Passando all’invidia, qual è la ragione per la quale in Italia i Verdi e in generale gli ambientalisti non hanno da oltre un decennio alcun peso politico? Due, credo, le principali. La prima è nell’inadeguatezza soggettiva di chi ha dato corpo, voce, volto all’ecologismo in politica, cominciando naturalmente da chi scrive. Esiste in Italia una larga domanda di politiche ambientali forti e coerenti, come dimostra la buona salute delle grandi associazioni ecologiste, ma tutti noi che abbiamo provato a tradurle in consenso nelle urne fino ad ora abbiamo fallito.

La seconda ragione è culturale, più complessa. I Verdi che vincono in Europa hanno rinnovato in profondità sia il linguaggio che i contenuti del loro discorso pubblico: in esso l’ambiente rimane centrale, ma accompagnato dalla consapevolezza che per tradurlo in una proposta di cambiamento convincente bisogna renderlo, come invocava Alexander Langer già decenni fa, “socialmente desiderabile”. Di nuovo, non ci siamo riusciti. Non siamo riusciti a dimostrare che le scelte urgenti per contrastare la crisi climatica, per abbattere l’inquinamento nelle nostre città, per ripulire dalla plastica mari ed oceani, sono anche la premessa per creare lavoro e, perché no, ricchezza e benessere pure sul piano economico.

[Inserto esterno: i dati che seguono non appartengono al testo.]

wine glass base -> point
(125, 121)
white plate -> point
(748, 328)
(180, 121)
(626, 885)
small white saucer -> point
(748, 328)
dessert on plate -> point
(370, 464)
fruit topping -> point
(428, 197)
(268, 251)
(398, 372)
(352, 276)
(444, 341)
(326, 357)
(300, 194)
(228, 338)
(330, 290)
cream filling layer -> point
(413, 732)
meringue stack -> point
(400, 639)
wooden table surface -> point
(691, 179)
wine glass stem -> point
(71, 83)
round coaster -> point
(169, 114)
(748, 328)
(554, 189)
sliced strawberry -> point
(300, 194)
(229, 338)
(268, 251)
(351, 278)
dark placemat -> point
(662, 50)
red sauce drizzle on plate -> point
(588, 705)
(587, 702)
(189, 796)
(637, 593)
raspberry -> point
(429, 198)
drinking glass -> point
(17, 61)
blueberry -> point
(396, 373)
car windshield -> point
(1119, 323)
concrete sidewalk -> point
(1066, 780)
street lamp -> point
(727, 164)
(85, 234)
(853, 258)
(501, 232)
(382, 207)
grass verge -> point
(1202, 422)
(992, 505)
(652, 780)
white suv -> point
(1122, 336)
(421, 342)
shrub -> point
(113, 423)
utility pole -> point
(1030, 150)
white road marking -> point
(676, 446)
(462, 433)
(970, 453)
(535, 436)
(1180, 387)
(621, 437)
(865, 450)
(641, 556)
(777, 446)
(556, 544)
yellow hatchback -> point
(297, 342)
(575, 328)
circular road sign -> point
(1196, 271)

Proprio in Francia è di moda questa metafora: se gli ecologisti vogliono scongiurare la fine del mondo, devono anche convincere le persone, gli elettori, che grazie a loro sarà più facile arrivare alla fine del mese. In Francia, in Germania, in tanti Paesi europei questa coppia concettuale è una consapevolezza sempre più diffusa. In Italia ancora è patrimonio di pochi.

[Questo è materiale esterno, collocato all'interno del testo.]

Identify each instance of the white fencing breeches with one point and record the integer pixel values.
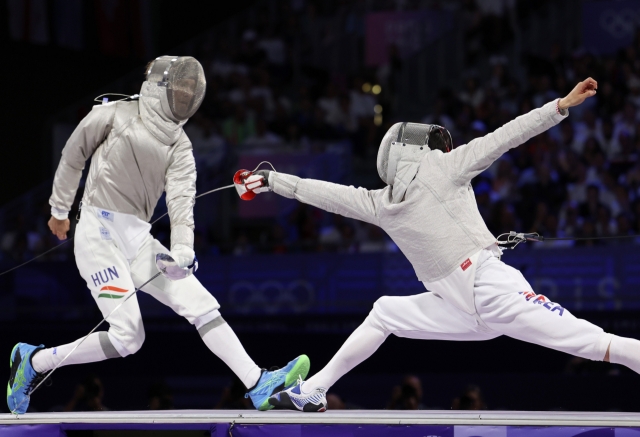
(505, 305)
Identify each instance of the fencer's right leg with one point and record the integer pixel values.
(107, 274)
(423, 316)
(190, 299)
(360, 345)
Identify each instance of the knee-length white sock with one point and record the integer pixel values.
(360, 345)
(223, 342)
(625, 351)
(91, 350)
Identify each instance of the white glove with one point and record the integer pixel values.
(183, 255)
(258, 182)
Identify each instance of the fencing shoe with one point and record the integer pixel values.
(23, 377)
(295, 399)
(273, 381)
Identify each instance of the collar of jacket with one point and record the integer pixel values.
(156, 115)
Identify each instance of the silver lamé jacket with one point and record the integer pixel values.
(138, 151)
(437, 225)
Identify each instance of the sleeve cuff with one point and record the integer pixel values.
(284, 184)
(59, 214)
(559, 114)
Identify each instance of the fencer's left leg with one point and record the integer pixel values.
(190, 299)
(506, 303)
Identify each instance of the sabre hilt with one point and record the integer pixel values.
(246, 183)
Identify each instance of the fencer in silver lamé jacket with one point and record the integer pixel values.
(138, 151)
(437, 225)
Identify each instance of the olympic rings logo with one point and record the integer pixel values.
(621, 23)
(272, 297)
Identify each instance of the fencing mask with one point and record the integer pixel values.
(184, 80)
(401, 152)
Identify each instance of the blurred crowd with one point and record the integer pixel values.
(579, 179)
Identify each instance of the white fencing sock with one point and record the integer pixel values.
(625, 351)
(222, 341)
(359, 346)
(92, 349)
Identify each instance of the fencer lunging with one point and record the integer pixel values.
(138, 149)
(428, 208)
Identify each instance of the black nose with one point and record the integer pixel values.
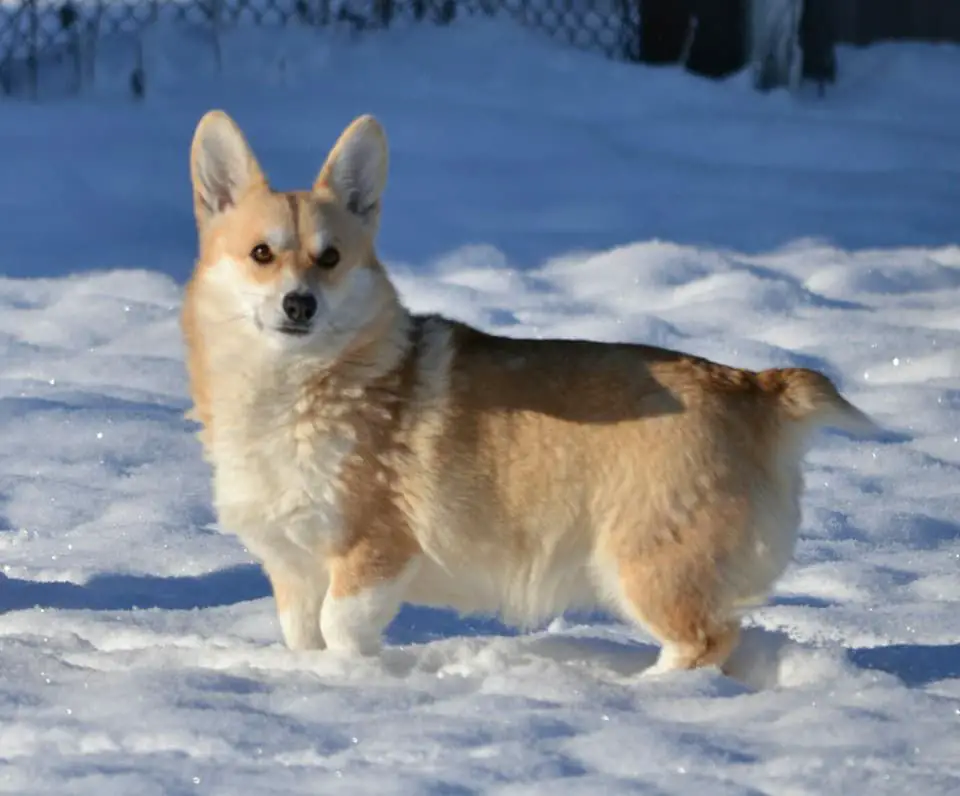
(299, 307)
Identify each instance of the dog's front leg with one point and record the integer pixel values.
(299, 597)
(367, 587)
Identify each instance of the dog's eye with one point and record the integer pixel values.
(328, 258)
(261, 253)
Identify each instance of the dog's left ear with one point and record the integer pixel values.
(356, 169)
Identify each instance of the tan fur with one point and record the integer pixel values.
(386, 457)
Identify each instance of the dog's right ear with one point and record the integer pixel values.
(222, 167)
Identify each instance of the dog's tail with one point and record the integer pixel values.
(808, 397)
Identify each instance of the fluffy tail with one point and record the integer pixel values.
(810, 397)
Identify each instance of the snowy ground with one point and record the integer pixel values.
(532, 191)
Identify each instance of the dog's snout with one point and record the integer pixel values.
(299, 307)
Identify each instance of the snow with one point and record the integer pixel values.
(534, 190)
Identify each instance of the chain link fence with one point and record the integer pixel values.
(53, 46)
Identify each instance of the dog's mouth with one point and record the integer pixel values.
(294, 329)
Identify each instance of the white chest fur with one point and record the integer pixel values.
(277, 482)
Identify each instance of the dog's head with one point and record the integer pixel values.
(294, 270)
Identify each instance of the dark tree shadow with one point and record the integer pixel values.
(914, 664)
(127, 592)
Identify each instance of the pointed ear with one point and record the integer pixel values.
(222, 166)
(356, 169)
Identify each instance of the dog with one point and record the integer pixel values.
(368, 456)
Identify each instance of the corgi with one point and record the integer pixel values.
(368, 456)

Prima o poi, sono sicuro, festeggeremo anche noi ecologisti italiani una serata come quella francese di domenica. Sarebbe bello che avvenisse presto, che magari si cominciasse con qualcuna e qualcuno che a Roma, a Torino o in un’altra delle città dove si vota per il sindaco tra pochi mesi decidano, come si dice, di “metterci la faccia”, di offrire ai romani, ai torinesi, un progetto green che sia anche la visione di un futuro non solo più “pulito”, ma più sicuro e felice.